An efficient shortest path algorithm for content-based routing on 2-D mesh accelerator networks

Abstract

Reconfigurable units such as Field Programmable Gate Arrays (FPGAs) have been used widely as high-performance hardware accelerators for a variety of applications and offer a promising solution to the power bottleneck of current multi-core processors. One emerging trend in hardware acceleration is to build a specialized network for accelerators to support inter-accelerator communications with the goal of increasing acceleration throughput by sharing functions and avoiding frequent reconfiguration. On accelerator networks, data packets are routed in a content-based instead of an address-based manner in that the destinations are determined by the acceleration task—any nodes that support the current acceleration step could be a receiver. Designing an effective and efficient routing algorithm that supports content-based routing becomes an important problem. Adopting shortest path routing for each acceleration task is a standard approach. While Breadth-First Search (BFS) algorithm can be applied, a naive implementation is computationally unaffordable.
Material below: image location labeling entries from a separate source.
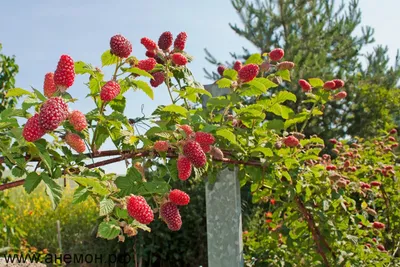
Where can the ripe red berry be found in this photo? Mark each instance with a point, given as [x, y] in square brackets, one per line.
[65, 73]
[204, 138]
[139, 209]
[52, 113]
[192, 150]
[305, 86]
[49, 87]
[180, 41]
[338, 83]
[285, 65]
[165, 40]
[376, 183]
[32, 130]
[75, 142]
[120, 46]
[378, 225]
[221, 69]
[329, 85]
[179, 59]
[78, 120]
[340, 95]
[184, 167]
[149, 44]
[109, 91]
[179, 197]
[276, 54]
[217, 153]
[158, 78]
[161, 146]
[187, 129]
[170, 214]
[291, 141]
[248, 72]
[147, 64]
[237, 66]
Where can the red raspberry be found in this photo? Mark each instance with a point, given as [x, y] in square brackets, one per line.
[170, 214]
[139, 209]
[276, 54]
[149, 44]
[184, 167]
[151, 54]
[187, 129]
[52, 113]
[165, 40]
[291, 141]
[120, 46]
[338, 83]
[179, 59]
[248, 72]
[161, 146]
[237, 66]
[78, 120]
[329, 85]
[217, 153]
[340, 95]
[285, 65]
[32, 130]
[179, 197]
[305, 86]
[65, 73]
[192, 150]
[49, 87]
[180, 41]
[158, 78]
[204, 138]
[75, 142]
[147, 64]
[205, 148]
[378, 225]
[109, 91]
[376, 183]
[221, 69]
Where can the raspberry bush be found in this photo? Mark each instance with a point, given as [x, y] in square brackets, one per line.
[322, 208]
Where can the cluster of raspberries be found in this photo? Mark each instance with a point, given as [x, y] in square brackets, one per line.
[160, 52]
[54, 111]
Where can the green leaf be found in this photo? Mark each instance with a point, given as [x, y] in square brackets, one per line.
[109, 230]
[139, 72]
[176, 109]
[106, 206]
[224, 83]
[53, 190]
[108, 59]
[32, 181]
[15, 92]
[227, 135]
[316, 82]
[254, 59]
[145, 88]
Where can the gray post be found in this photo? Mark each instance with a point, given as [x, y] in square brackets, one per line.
[224, 216]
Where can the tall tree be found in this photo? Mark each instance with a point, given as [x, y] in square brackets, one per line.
[320, 36]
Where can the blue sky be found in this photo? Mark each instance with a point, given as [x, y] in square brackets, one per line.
[38, 32]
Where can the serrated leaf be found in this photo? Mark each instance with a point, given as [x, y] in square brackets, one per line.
[16, 92]
[176, 109]
[108, 59]
[106, 206]
[316, 82]
[227, 135]
[32, 180]
[109, 230]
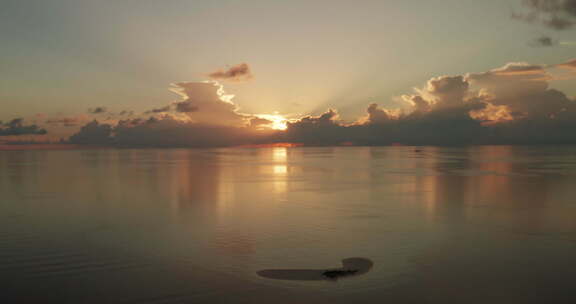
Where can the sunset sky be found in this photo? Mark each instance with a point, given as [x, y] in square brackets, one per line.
[64, 58]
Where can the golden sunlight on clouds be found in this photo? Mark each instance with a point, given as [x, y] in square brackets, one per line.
[278, 122]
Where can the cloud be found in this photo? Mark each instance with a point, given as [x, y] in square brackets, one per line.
[156, 110]
[64, 121]
[543, 41]
[97, 110]
[17, 127]
[186, 107]
[93, 133]
[568, 65]
[554, 14]
[207, 103]
[239, 72]
[512, 104]
[258, 122]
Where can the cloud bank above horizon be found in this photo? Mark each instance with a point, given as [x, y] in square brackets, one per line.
[513, 104]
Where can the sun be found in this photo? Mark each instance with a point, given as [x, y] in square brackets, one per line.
[278, 122]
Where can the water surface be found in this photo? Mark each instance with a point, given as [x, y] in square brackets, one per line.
[441, 225]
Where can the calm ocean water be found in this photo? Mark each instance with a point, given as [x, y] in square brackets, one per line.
[441, 224]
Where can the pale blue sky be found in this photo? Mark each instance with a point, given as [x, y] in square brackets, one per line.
[65, 56]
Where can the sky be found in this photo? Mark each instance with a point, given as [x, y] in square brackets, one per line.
[65, 58]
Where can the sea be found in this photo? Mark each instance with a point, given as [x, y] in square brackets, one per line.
[478, 224]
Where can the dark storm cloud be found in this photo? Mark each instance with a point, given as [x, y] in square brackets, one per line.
[542, 41]
[17, 127]
[239, 72]
[97, 110]
[554, 14]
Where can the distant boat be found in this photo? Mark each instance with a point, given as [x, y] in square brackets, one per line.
[350, 267]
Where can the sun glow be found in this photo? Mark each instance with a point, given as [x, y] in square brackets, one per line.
[278, 122]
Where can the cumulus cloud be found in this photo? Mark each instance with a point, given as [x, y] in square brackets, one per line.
[97, 110]
[64, 121]
[17, 127]
[207, 103]
[554, 14]
[543, 41]
[93, 133]
[511, 104]
[205, 116]
[569, 64]
[239, 72]
[156, 110]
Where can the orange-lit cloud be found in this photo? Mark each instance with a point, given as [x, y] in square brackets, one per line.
[239, 72]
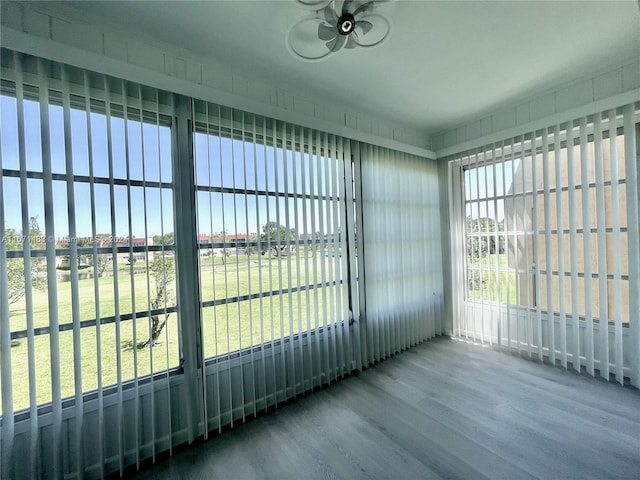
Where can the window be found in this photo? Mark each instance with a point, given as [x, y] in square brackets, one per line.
[546, 225]
[271, 230]
[87, 190]
[539, 226]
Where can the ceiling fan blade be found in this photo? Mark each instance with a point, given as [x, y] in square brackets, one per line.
[330, 14]
[351, 42]
[326, 33]
[364, 26]
[337, 43]
[368, 6]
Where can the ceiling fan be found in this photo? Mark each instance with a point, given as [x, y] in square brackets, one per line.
[336, 25]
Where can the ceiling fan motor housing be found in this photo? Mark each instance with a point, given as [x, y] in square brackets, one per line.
[346, 23]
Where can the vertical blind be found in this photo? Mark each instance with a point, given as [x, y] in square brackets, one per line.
[546, 244]
[274, 263]
[402, 253]
[86, 186]
[170, 267]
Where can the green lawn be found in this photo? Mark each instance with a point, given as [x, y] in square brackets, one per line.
[226, 328]
[493, 285]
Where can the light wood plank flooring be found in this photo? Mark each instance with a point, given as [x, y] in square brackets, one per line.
[445, 409]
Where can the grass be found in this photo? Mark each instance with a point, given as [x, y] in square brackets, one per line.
[109, 352]
[491, 285]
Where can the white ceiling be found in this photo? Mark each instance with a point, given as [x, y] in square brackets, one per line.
[444, 63]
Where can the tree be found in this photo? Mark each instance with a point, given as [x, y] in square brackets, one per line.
[276, 236]
[166, 239]
[15, 266]
[485, 243]
[481, 241]
[162, 274]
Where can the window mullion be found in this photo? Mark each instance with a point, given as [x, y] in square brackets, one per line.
[186, 253]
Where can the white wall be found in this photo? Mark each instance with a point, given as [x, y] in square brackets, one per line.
[572, 100]
[29, 31]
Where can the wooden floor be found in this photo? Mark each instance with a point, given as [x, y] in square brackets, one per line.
[445, 409]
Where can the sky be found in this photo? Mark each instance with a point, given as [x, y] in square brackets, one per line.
[479, 184]
[147, 211]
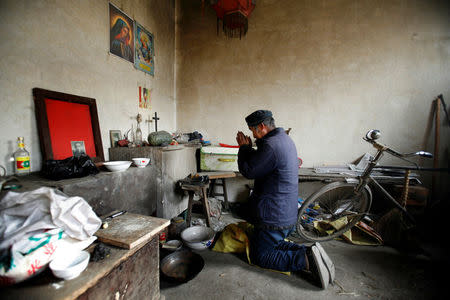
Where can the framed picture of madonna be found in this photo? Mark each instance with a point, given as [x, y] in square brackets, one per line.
[121, 34]
[144, 50]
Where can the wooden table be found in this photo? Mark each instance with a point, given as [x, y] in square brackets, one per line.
[124, 274]
[199, 189]
[222, 176]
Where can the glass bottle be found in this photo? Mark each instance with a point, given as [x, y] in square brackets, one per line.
[22, 164]
[138, 135]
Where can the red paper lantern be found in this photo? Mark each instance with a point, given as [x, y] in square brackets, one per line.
[234, 15]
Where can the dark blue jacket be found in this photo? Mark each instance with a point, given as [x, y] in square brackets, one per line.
[274, 166]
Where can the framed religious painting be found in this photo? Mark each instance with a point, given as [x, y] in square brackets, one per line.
[67, 125]
[115, 136]
[144, 50]
[121, 34]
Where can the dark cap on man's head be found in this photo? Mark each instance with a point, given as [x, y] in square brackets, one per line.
[258, 117]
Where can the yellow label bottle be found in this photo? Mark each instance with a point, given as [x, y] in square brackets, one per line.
[22, 165]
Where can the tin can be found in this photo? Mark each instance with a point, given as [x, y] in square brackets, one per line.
[162, 237]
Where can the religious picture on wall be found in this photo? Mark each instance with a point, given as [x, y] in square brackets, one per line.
[121, 34]
[145, 98]
[144, 50]
[78, 148]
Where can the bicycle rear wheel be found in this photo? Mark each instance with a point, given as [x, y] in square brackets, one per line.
[337, 202]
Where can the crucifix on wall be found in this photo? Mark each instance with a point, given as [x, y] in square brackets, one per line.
[156, 121]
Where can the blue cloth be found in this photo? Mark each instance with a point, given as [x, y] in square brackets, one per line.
[268, 249]
[274, 166]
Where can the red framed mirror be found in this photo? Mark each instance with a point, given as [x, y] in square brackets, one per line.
[67, 125]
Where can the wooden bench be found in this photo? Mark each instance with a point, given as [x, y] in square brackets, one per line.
[219, 176]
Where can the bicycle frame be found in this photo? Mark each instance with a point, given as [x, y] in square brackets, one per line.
[365, 178]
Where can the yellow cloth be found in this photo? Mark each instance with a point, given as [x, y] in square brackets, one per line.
[234, 239]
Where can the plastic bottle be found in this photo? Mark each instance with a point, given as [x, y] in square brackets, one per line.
[22, 165]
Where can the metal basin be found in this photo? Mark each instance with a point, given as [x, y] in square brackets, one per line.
[181, 266]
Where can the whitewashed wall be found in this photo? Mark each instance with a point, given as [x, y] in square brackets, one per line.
[64, 46]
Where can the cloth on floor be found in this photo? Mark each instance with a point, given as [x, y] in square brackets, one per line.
[235, 239]
[360, 234]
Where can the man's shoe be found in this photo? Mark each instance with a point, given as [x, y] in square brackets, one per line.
[317, 268]
[328, 262]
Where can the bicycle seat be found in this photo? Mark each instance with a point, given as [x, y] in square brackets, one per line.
[373, 134]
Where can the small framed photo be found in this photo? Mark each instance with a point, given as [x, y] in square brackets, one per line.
[115, 136]
[78, 148]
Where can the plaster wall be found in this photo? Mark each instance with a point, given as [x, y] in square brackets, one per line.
[64, 46]
[330, 70]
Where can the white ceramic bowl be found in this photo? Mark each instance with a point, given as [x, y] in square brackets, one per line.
[141, 162]
[117, 166]
[198, 237]
[69, 264]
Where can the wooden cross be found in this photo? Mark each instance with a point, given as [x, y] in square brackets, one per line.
[156, 121]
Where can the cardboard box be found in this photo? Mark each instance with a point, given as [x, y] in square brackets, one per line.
[218, 159]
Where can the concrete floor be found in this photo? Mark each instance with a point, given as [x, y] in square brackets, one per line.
[362, 272]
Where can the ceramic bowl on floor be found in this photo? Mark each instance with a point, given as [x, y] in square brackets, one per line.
[69, 264]
[117, 166]
[181, 266]
[172, 245]
[198, 237]
[141, 162]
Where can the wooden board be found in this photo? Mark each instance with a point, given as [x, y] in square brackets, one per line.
[129, 230]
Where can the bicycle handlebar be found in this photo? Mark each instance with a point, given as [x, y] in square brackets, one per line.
[375, 134]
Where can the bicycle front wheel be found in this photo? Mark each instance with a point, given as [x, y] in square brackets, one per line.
[332, 210]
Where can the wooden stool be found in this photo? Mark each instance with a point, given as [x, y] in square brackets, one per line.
[201, 191]
[213, 176]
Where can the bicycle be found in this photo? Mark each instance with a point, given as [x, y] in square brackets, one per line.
[348, 202]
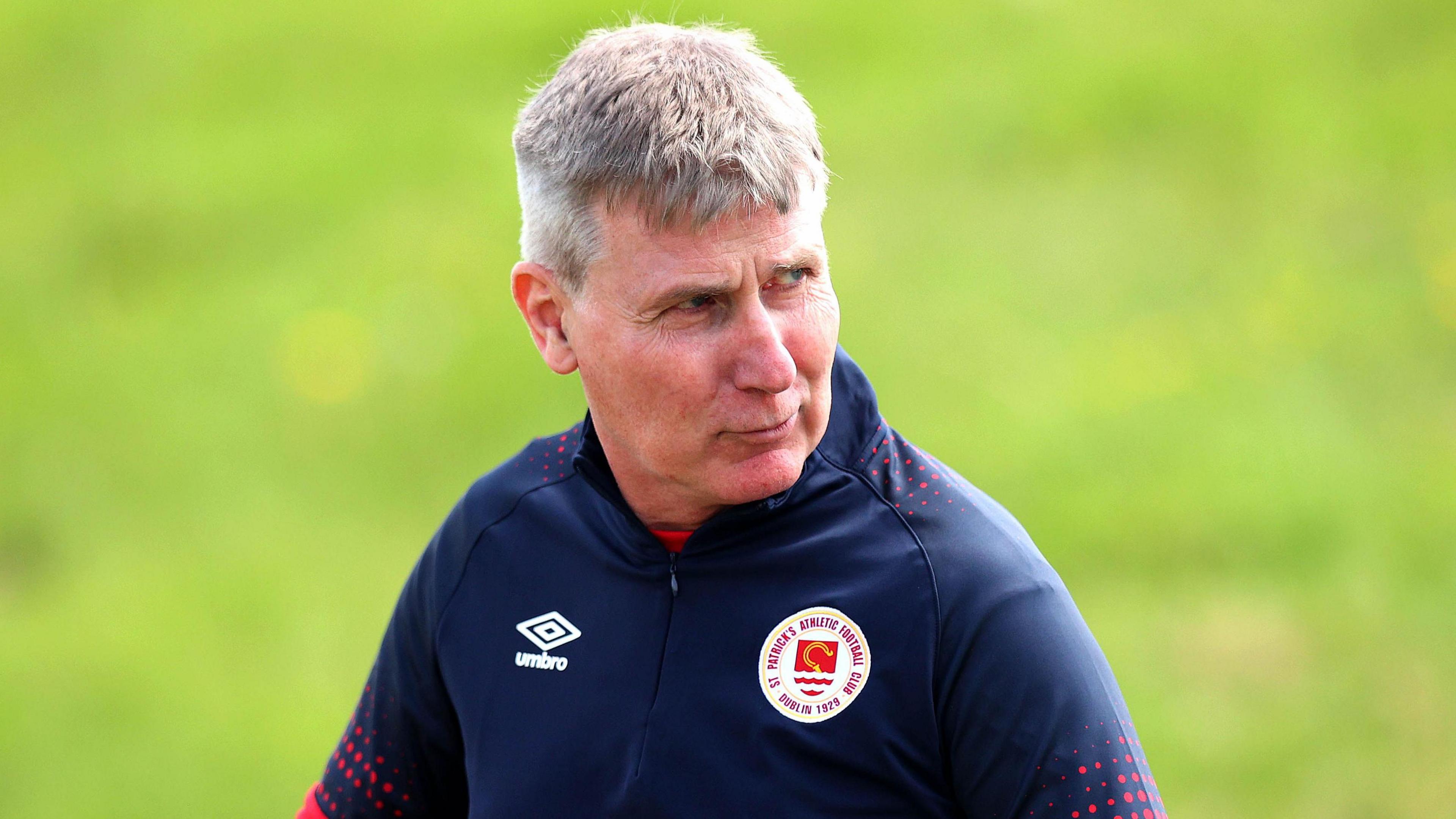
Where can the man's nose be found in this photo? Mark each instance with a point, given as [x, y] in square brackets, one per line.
[761, 359]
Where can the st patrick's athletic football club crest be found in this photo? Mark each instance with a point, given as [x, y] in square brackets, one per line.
[813, 665]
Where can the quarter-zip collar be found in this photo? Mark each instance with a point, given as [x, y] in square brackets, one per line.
[852, 423]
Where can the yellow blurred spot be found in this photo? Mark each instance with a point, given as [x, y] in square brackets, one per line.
[327, 356]
[1442, 280]
[1147, 360]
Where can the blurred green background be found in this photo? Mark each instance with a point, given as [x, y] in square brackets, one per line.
[1175, 282]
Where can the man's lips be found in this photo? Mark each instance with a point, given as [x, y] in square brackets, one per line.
[769, 435]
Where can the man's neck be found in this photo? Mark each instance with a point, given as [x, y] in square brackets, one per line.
[657, 502]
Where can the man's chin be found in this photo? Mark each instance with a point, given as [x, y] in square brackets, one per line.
[759, 477]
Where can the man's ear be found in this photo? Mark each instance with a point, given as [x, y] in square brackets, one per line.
[545, 307]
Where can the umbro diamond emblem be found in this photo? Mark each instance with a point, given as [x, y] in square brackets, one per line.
[546, 632]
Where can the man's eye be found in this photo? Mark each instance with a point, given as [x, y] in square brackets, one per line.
[791, 276]
[693, 303]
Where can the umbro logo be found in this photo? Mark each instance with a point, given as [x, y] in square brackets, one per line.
[546, 632]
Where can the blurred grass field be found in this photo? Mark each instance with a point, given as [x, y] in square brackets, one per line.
[1174, 282]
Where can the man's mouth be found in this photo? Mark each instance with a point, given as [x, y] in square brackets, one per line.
[769, 435]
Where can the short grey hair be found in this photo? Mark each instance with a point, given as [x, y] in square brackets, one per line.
[682, 123]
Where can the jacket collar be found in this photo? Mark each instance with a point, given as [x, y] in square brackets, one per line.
[852, 422]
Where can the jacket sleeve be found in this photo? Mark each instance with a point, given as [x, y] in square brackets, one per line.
[401, 753]
[1034, 725]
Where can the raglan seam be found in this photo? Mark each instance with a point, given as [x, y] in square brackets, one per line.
[929, 567]
[465, 564]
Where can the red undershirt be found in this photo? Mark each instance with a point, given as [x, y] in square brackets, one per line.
[672, 541]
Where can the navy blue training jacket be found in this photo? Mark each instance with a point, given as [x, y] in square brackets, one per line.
[882, 639]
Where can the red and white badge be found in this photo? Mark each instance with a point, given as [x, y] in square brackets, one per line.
[813, 665]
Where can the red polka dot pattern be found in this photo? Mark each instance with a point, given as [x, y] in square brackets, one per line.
[1091, 773]
[549, 457]
[913, 481]
[375, 786]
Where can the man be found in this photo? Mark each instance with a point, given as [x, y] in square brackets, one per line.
[733, 589]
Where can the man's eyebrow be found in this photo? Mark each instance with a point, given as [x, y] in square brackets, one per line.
[806, 258]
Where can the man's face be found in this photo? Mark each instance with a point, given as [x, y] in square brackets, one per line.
[707, 356]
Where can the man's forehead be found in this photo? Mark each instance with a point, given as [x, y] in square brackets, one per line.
[769, 237]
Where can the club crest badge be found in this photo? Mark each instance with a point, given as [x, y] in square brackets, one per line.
[813, 665]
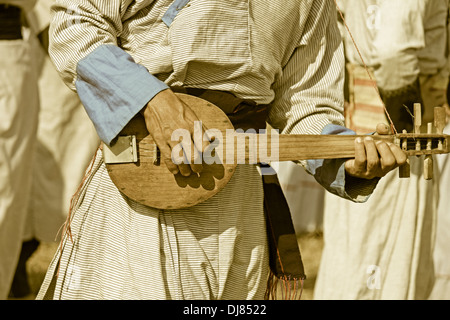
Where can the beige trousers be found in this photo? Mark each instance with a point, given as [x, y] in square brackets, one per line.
[18, 124]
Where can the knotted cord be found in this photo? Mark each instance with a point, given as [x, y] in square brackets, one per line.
[366, 68]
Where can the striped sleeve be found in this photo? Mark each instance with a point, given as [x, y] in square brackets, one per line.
[111, 86]
[310, 98]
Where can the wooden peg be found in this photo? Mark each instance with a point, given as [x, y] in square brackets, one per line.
[428, 162]
[428, 167]
[404, 170]
[417, 117]
[439, 119]
[439, 123]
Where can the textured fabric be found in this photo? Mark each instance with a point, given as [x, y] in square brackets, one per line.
[66, 144]
[217, 249]
[441, 289]
[124, 250]
[107, 78]
[382, 249]
[397, 57]
[18, 124]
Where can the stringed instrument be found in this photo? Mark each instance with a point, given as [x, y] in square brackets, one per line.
[135, 167]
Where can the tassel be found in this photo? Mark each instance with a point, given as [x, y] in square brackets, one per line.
[283, 288]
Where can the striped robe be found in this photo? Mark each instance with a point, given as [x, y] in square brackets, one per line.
[288, 53]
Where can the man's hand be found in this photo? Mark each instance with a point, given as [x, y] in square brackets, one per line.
[374, 158]
[164, 114]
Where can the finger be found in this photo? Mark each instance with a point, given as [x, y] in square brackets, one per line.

We propose a new routing algorithm called the Shortest Cycle Routing Algorithm and address the computation inefficiency of standard BFS. We design a branch-and-bound method to effectively prune the search tree without compromising path optimality. The time and space complexities for searching the shortest cycles of an acceleration task of k steps improve from Onk to O(1) where n is the number of accelerators in the network. We analyze locality and path diversity properties of shortest cycle routing and show how they can be used to develop adaptive routing strategy, restrict global flooding to local neighborhood and reduce the number of path cycles.